That is the lesson from the Carter years. He had an enormous ego, too and he wanted things done his way or no way. His own party rebelled against him and he got nothing done...they would not pass anything. As a number of legislators stated publicly, "I was here before Carter and I will be here after Carter", and that is how it turned out for the one termer.
The legislators will owe nothing to Trump and the way Trump bullies and intimidates will repel Congress and everyone will try to undermine him. Trump had better read some books on how Reagan got Congress' cooperation.
He doesn’t actually need Congress to do anything new in many cases.
The work requirements for Welfare programs is already the law, but Obama waived it with an EO in 2009. Reverse the EO and direct your hand-picked managers to follow the law, cracking down on fraud, etc. All of that is within existing laws with nothing needed from Congress.

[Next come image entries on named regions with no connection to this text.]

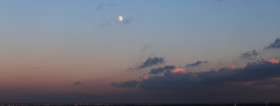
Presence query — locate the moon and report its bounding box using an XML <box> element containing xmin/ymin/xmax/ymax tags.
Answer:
<box><xmin>119</xmin><ymin>16</ymin><xmax>123</xmax><ymax>22</ymax></box>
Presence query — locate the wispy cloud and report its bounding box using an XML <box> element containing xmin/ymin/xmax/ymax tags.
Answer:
<box><xmin>149</xmin><ymin>66</ymin><xmax>175</xmax><ymax>74</ymax></box>
<box><xmin>265</xmin><ymin>38</ymin><xmax>280</xmax><ymax>49</ymax></box>
<box><xmin>185</xmin><ymin>61</ymin><xmax>208</xmax><ymax>68</ymax></box>
<box><xmin>138</xmin><ymin>57</ymin><xmax>164</xmax><ymax>69</ymax></box>
<box><xmin>240</xmin><ymin>50</ymin><xmax>259</xmax><ymax>59</ymax></box>
<box><xmin>111</xmin><ymin>80</ymin><xmax>139</xmax><ymax>88</ymax></box>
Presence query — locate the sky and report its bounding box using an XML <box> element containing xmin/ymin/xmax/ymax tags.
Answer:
<box><xmin>0</xmin><ymin>0</ymin><xmax>280</xmax><ymax>103</ymax></box>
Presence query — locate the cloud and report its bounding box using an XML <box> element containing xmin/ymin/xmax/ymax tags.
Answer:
<box><xmin>111</xmin><ymin>80</ymin><xmax>139</xmax><ymax>88</ymax></box>
<box><xmin>265</xmin><ymin>38</ymin><xmax>280</xmax><ymax>49</ymax></box>
<box><xmin>115</xmin><ymin>58</ymin><xmax>280</xmax><ymax>93</ymax></box>
<box><xmin>138</xmin><ymin>57</ymin><xmax>164</xmax><ymax>69</ymax></box>
<box><xmin>139</xmin><ymin>58</ymin><xmax>280</xmax><ymax>90</ymax></box>
<box><xmin>185</xmin><ymin>61</ymin><xmax>208</xmax><ymax>68</ymax></box>
<box><xmin>149</xmin><ymin>66</ymin><xmax>175</xmax><ymax>74</ymax></box>
<box><xmin>73</xmin><ymin>81</ymin><xmax>84</xmax><ymax>86</ymax></box>
<box><xmin>240</xmin><ymin>50</ymin><xmax>259</xmax><ymax>59</ymax></box>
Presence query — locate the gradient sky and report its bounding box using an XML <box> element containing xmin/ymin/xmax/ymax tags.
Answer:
<box><xmin>0</xmin><ymin>0</ymin><xmax>280</xmax><ymax>103</ymax></box>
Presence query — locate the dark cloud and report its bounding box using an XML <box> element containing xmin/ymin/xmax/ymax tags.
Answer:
<box><xmin>111</xmin><ymin>80</ymin><xmax>139</xmax><ymax>88</ymax></box>
<box><xmin>265</xmin><ymin>38</ymin><xmax>280</xmax><ymax>49</ymax></box>
<box><xmin>185</xmin><ymin>61</ymin><xmax>208</xmax><ymax>68</ymax></box>
<box><xmin>139</xmin><ymin>61</ymin><xmax>280</xmax><ymax>90</ymax></box>
<box><xmin>138</xmin><ymin>57</ymin><xmax>164</xmax><ymax>69</ymax></box>
<box><xmin>149</xmin><ymin>66</ymin><xmax>175</xmax><ymax>74</ymax></box>
<box><xmin>73</xmin><ymin>81</ymin><xmax>84</xmax><ymax>86</ymax></box>
<box><xmin>240</xmin><ymin>50</ymin><xmax>259</xmax><ymax>59</ymax></box>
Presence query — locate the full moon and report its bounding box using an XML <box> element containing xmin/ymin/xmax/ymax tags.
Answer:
<box><xmin>119</xmin><ymin>16</ymin><xmax>123</xmax><ymax>21</ymax></box>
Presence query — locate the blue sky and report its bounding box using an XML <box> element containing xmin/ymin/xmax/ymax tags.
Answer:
<box><xmin>0</xmin><ymin>0</ymin><xmax>280</xmax><ymax>103</ymax></box>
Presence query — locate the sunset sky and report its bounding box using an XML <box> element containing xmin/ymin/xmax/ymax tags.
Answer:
<box><xmin>0</xmin><ymin>0</ymin><xmax>280</xmax><ymax>103</ymax></box>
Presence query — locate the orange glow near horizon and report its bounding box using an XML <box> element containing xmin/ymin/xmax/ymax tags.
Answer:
<box><xmin>171</xmin><ymin>67</ymin><xmax>187</xmax><ymax>73</ymax></box>
<box><xmin>263</xmin><ymin>58</ymin><xmax>279</xmax><ymax>63</ymax></box>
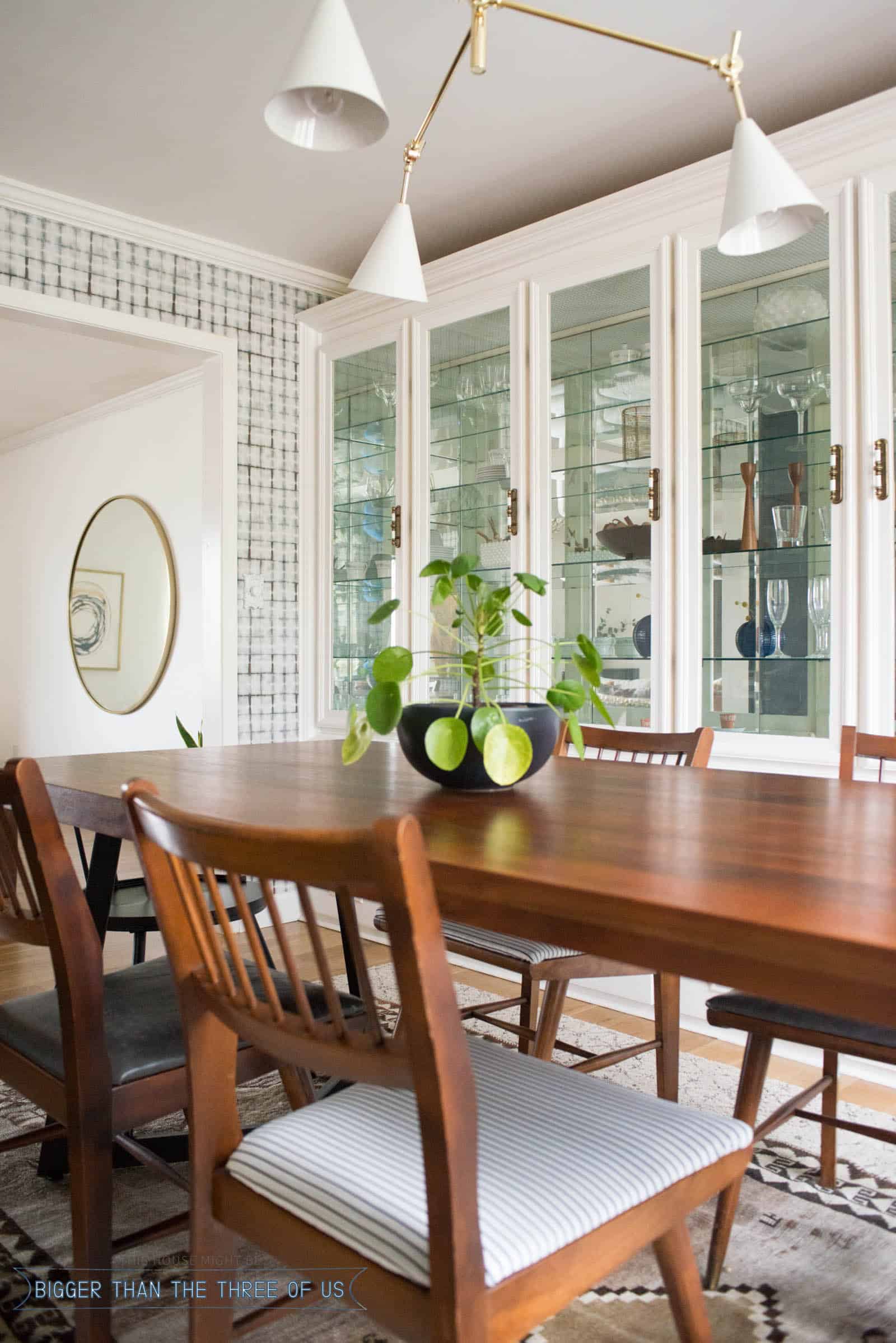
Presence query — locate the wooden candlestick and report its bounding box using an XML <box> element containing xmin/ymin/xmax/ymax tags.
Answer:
<box><xmin>787</xmin><ymin>462</ymin><xmax>802</xmax><ymax>538</ymax></box>
<box><xmin>740</xmin><ymin>462</ymin><xmax>759</xmax><ymax>551</ymax></box>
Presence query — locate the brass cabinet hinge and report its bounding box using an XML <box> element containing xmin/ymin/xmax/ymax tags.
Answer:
<box><xmin>646</xmin><ymin>466</ymin><xmax>660</xmax><ymax>522</ymax></box>
<box><xmin>873</xmin><ymin>438</ymin><xmax>889</xmax><ymax>500</ymax></box>
<box><xmin>507</xmin><ymin>489</ymin><xmax>516</xmax><ymax>536</ymax></box>
<box><xmin>830</xmin><ymin>443</ymin><xmax>844</xmax><ymax>504</ymax></box>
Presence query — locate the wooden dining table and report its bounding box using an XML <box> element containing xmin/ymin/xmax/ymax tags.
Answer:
<box><xmin>39</xmin><ymin>740</ymin><xmax>896</xmax><ymax>1026</ymax></box>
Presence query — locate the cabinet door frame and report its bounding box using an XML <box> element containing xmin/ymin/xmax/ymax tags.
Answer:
<box><xmin>407</xmin><ymin>281</ymin><xmax>529</xmax><ymax>682</ymax></box>
<box><xmin>856</xmin><ymin>162</ymin><xmax>896</xmax><ymax>736</ymax></box>
<box><xmin>306</xmin><ymin>321</ymin><xmax>410</xmax><ymax>736</ymax></box>
<box><xmin>527</xmin><ymin>235</ymin><xmax>675</xmax><ymax>732</ymax></box>
<box><xmin>675</xmin><ymin>170</ymin><xmax>861</xmax><ymax>775</ymax></box>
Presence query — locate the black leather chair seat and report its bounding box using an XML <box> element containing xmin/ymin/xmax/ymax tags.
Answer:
<box><xmin>0</xmin><ymin>958</ymin><xmax>363</xmax><ymax>1086</ymax></box>
<box><xmin>707</xmin><ymin>994</ymin><xmax>896</xmax><ymax>1049</ymax></box>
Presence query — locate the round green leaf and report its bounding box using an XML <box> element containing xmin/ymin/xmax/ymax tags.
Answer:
<box><xmin>422</xmin><ymin>718</ymin><xmax>469</xmax><ymax>769</ymax></box>
<box><xmin>420</xmin><ymin>560</ymin><xmax>451</xmax><ymax>579</ymax></box>
<box><xmin>432</xmin><ymin>575</ymin><xmax>455</xmax><ymax>606</ymax></box>
<box><xmin>342</xmin><ymin>718</ymin><xmax>373</xmax><ymax>764</ymax></box>
<box><xmin>469</xmin><ymin>704</ymin><xmax>505</xmax><ymax>751</ymax></box>
<box><xmin>483</xmin><ymin>723</ymin><xmax>533</xmax><ymax>787</ymax></box>
<box><xmin>365</xmin><ymin>681</ymin><xmax>401</xmax><ymax>737</ymax></box>
<box><xmin>373</xmin><ymin>643</ymin><xmax>413</xmax><ymax>681</ymax></box>
<box><xmin>367</xmin><ymin>596</ymin><xmax>401</xmax><ymax>625</ymax></box>
<box><xmin>544</xmin><ymin>681</ymin><xmax>585</xmax><ymax>713</ymax></box>
<box><xmin>451</xmin><ymin>555</ymin><xmax>479</xmax><ymax>579</ymax></box>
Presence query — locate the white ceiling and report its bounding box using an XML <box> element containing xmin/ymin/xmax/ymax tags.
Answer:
<box><xmin>0</xmin><ymin>313</ymin><xmax>205</xmax><ymax>453</ymax></box>
<box><xmin>0</xmin><ymin>0</ymin><xmax>896</xmax><ymax>274</ymax></box>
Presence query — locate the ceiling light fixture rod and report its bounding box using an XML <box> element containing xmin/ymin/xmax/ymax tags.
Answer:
<box><xmin>398</xmin><ymin>30</ymin><xmax>472</xmax><ymax>206</ymax></box>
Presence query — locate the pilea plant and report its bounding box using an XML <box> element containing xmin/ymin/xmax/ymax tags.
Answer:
<box><xmin>342</xmin><ymin>555</ymin><xmax>613</xmax><ymax>786</ymax></box>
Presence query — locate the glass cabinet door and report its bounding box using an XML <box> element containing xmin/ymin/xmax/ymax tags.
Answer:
<box><xmin>700</xmin><ymin>220</ymin><xmax>836</xmax><ymax>737</ymax></box>
<box><xmin>330</xmin><ymin>344</ymin><xmax>397</xmax><ymax>709</ymax></box>
<box><xmin>550</xmin><ymin>266</ymin><xmax>653</xmax><ymax>728</ymax></box>
<box><xmin>421</xmin><ymin>308</ymin><xmax>512</xmax><ymax>698</ymax></box>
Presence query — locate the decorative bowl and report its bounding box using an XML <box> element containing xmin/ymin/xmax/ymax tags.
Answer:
<box><xmin>397</xmin><ymin>704</ymin><xmax>561</xmax><ymax>792</ymax></box>
<box><xmin>597</xmin><ymin>522</ymin><xmax>651</xmax><ymax>560</ymax></box>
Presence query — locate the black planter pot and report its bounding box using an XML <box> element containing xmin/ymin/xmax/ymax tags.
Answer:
<box><xmin>398</xmin><ymin>704</ymin><xmax>559</xmax><ymax>792</ymax></box>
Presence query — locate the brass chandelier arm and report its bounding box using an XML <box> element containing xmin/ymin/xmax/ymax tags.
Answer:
<box><xmin>398</xmin><ymin>0</ymin><xmax>747</xmax><ymax>204</ymax></box>
<box><xmin>398</xmin><ymin>30</ymin><xmax>471</xmax><ymax>206</ymax></box>
<box><xmin>493</xmin><ymin>0</ymin><xmax>722</xmax><ymax>70</ymax></box>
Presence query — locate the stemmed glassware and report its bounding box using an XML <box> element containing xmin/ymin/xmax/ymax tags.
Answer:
<box><xmin>766</xmin><ymin>579</ymin><xmax>790</xmax><ymax>658</ymax></box>
<box><xmin>729</xmin><ymin>378</ymin><xmax>771</xmax><ymax>439</ymax></box>
<box><xmin>775</xmin><ymin>371</ymin><xmax>824</xmax><ymax>434</ymax></box>
<box><xmin>809</xmin><ymin>574</ymin><xmax>830</xmax><ymax>658</ymax></box>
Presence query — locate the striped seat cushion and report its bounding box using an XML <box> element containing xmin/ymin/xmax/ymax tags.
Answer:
<box><xmin>227</xmin><ymin>1039</ymin><xmax>753</xmax><ymax>1286</ymax></box>
<box><xmin>373</xmin><ymin>905</ymin><xmax>582</xmax><ymax>965</ymax></box>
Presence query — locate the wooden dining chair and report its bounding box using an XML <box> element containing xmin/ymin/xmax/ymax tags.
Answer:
<box><xmin>0</xmin><ymin>760</ymin><xmax>363</xmax><ymax>1343</ymax></box>
<box><xmin>706</xmin><ymin>727</ymin><xmax>896</xmax><ymax>1288</ymax></box>
<box><xmin>126</xmin><ymin>782</ymin><xmax>751</xmax><ymax>1343</ymax></box>
<box><xmin>373</xmin><ymin>724</ymin><xmax>712</xmax><ymax>1100</ymax></box>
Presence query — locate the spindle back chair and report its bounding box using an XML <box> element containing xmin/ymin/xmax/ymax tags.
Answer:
<box><xmin>125</xmin><ymin>780</ymin><xmax>749</xmax><ymax>1343</ymax></box>
<box><xmin>706</xmin><ymin>725</ymin><xmax>896</xmax><ymax>1288</ymax></box>
<box><xmin>0</xmin><ymin>760</ymin><xmax>328</xmax><ymax>1343</ymax></box>
<box><xmin>554</xmin><ymin>723</ymin><xmax>713</xmax><ymax>768</ymax></box>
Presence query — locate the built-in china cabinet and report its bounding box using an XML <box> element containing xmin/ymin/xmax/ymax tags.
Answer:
<box><xmin>302</xmin><ymin>92</ymin><xmax>896</xmax><ymax>772</ymax></box>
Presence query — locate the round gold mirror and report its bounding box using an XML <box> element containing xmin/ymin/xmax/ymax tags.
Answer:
<box><xmin>68</xmin><ymin>494</ymin><xmax>177</xmax><ymax>713</ymax></box>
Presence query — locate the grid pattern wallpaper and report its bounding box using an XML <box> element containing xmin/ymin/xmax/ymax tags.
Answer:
<box><xmin>0</xmin><ymin>206</ymin><xmax>326</xmax><ymax>741</ymax></box>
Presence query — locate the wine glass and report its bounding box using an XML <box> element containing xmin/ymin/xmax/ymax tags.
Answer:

I doubt Congress has any say in how the Executive branch chooses to run the Department of Education, EPA, Energy, etc. as long as existing laws are followed — those that are not subject to “prosecutorial discretion”. Trump’s new heads for all those agencies could and should review all existing regulation enacted by those agencies and throw out any that are not specifically called for by existing legislation or are in any way in conflict with the literal or spiritual meaning of the enacted legislation. No Department is REQUIRED to spend the money budgeted for it and if it has been gutted and spent next to nothing, what is Congress going to do ?
There is a huge body of regulations that are really in conflict with the legislation as passed by Congress. All of the public hearing before regulatory agency boards amount to nothing — they are not obligated to pay attention to citizens’ concerns. Past Executive branches via their cronies created that body of regulations, and Trump’s hand-picked cronies can dismantle it. Congress may complain, court challenges may ensue, but that would take united opposition from Congress and by the time the courts make a decision the dismantling will be a done deal.
For seven years Obama has given us a lesson on just how far the power of the Executive can stretch while Congress and Courts are ignored. Trump should take advantage of these existing weaknesses in the so-called system of checks and balances. Then, just before he leaves office, he should ask Congress to pass a bill that fixes those weaknesses and restores proper checks on Executive power.